City academic elected as Fellow of the Royal Academy of Engineering
Professor Ian Smith, Professor of Applied Thermodynamics and Director of the Centre for Positive Displacement Compressor Technology, has been elected as a Fellow of the Royal Academy of Engineering. Professor Smith and 49 outstanding UK engineers were announced as new Fellows on 9th September following the Academy’s AGM.
Professor Smith is renowned for his pioneering research into power recovery from low-grade heat sources, involving compressible flow effects, alternative working fluids to steam, and novel two-phase compression and expansion cycles. He is also recognised for his directorship of the Centre for Positive Displacement Compressor Technology at City, University of London.
Distinguished engineers from across the country are elected to the Academy in recognition of their outstanding and continuing contributions to the profession.
The 2016 list also includes two International Fellows, recognised for their significant contributions to engineering outside the UK.
Professor Dame Ann Dowling OM DBE FREng FRS, President of the Royal Academy of Engineering, said:
“For 40 years the Academy has gathered the wisdom, ingenuity and expertise of the nation’s finest engineers to advance and promote excellence in the profession. I am delighted to welcome to our Fellowship 50 more of today’s very best engineering minds. From life-changing equipment revolutionising our hospitals to new tools that are enabling high-tech businesses to flourish, their work has delivered great value to society. We are very much looking forward to working with all our new Fellows as we continue to make the UK a leading nation for engineering innovation.”
The first meeting of the Fellowship of Engineering took place on 11 June 1976, when 130 leading engineers of the day including jet engine visionary Sir Frank Whittle, design guru Sir Ove Arup, and father of the UK computer industry Sir Maurice Wilkes were invited to Buckingham Palace by Senior Fellow HRH The Prince Philip, Duke of Edinburgh.

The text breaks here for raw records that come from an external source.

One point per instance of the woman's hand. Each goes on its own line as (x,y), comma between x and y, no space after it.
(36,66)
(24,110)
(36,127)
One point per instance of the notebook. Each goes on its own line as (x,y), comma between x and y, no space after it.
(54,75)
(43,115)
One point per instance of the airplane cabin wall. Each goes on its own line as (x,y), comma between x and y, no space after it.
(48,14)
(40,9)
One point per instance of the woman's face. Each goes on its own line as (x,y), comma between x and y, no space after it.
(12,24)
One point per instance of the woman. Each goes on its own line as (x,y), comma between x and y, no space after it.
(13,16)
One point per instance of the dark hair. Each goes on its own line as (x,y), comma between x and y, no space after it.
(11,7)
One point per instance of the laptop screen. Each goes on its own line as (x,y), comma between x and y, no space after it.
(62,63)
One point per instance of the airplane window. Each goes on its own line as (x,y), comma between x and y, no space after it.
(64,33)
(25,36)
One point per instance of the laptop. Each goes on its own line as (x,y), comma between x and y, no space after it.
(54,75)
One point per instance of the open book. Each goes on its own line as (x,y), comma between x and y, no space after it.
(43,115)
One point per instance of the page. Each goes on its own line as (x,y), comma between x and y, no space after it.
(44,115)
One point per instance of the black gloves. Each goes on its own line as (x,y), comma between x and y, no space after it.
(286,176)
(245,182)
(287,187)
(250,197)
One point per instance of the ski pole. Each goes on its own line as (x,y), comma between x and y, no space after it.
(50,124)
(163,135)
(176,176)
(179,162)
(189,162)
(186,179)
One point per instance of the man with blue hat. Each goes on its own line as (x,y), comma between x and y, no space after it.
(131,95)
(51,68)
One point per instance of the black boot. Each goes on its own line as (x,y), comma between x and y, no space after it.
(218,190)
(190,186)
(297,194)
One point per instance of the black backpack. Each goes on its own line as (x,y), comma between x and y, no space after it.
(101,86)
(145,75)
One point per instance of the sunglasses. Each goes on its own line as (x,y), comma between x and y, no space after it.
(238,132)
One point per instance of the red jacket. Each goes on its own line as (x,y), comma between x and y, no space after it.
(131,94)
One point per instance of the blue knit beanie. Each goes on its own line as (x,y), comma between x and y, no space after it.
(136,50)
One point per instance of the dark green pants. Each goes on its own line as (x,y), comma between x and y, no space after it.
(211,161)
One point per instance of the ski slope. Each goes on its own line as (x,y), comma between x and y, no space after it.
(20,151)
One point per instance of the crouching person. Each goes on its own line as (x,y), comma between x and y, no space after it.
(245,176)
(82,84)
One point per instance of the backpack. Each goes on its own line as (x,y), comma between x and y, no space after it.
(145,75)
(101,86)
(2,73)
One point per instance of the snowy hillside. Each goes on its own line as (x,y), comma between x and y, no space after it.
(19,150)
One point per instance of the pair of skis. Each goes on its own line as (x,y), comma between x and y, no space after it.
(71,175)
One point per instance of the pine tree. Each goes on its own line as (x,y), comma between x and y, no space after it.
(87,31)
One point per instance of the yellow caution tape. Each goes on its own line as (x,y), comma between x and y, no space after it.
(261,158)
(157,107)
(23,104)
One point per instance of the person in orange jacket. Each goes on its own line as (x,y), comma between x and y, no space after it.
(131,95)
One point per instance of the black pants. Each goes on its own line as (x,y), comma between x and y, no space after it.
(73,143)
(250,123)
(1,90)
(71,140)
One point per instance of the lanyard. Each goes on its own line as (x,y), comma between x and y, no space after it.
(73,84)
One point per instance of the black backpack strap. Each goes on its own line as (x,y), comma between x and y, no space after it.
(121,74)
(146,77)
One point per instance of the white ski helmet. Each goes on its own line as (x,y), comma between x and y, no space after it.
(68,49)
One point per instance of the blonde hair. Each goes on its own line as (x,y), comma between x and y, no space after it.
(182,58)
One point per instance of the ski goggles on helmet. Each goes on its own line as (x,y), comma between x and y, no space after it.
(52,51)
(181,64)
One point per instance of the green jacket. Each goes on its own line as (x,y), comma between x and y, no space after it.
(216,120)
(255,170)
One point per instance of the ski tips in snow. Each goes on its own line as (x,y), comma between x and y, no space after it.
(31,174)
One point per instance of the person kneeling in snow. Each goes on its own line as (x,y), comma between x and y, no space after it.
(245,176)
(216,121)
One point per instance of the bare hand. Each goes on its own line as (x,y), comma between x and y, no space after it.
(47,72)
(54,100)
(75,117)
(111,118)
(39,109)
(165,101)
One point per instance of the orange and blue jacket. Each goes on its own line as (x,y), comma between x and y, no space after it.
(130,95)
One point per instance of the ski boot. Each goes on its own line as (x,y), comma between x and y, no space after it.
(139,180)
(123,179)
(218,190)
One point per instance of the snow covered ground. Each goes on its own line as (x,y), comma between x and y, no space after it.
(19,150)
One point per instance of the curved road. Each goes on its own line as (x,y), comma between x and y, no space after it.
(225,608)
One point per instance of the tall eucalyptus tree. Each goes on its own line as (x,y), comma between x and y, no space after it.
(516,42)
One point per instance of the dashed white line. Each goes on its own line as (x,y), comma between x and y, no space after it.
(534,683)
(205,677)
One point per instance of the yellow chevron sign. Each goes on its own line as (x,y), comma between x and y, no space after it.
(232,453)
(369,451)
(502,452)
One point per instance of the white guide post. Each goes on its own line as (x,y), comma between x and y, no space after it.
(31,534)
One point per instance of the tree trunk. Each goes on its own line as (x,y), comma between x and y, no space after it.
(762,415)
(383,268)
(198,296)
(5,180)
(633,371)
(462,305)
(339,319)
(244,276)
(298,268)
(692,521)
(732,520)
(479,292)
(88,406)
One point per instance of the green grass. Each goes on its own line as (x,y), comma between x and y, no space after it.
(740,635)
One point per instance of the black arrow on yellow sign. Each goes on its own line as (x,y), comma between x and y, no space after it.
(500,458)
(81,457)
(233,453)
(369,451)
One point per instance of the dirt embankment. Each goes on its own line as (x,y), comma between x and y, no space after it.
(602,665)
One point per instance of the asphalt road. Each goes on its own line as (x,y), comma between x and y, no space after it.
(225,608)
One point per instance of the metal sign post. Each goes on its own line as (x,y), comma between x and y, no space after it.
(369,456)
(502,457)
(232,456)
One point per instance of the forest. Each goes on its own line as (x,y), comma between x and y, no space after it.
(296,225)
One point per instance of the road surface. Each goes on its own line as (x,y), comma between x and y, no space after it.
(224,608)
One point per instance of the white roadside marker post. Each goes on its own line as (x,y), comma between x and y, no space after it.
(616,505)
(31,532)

Leading engineers have been elected to the Fellowship – later to become the Royal Academy of Engineering – every year since, and it now consists of around 1,500 engineers from across engineering disciplines in both industry and academia.
Positive displacement compressors draw in and capture a volume of air in a chamber, then reduce the volume of the chamber to compress the air. Reciprocating Piston Compressors, Rotary Screw Compressors, Rotary Vane Compressors, and Scroll Compressors are all positive displacement compressors.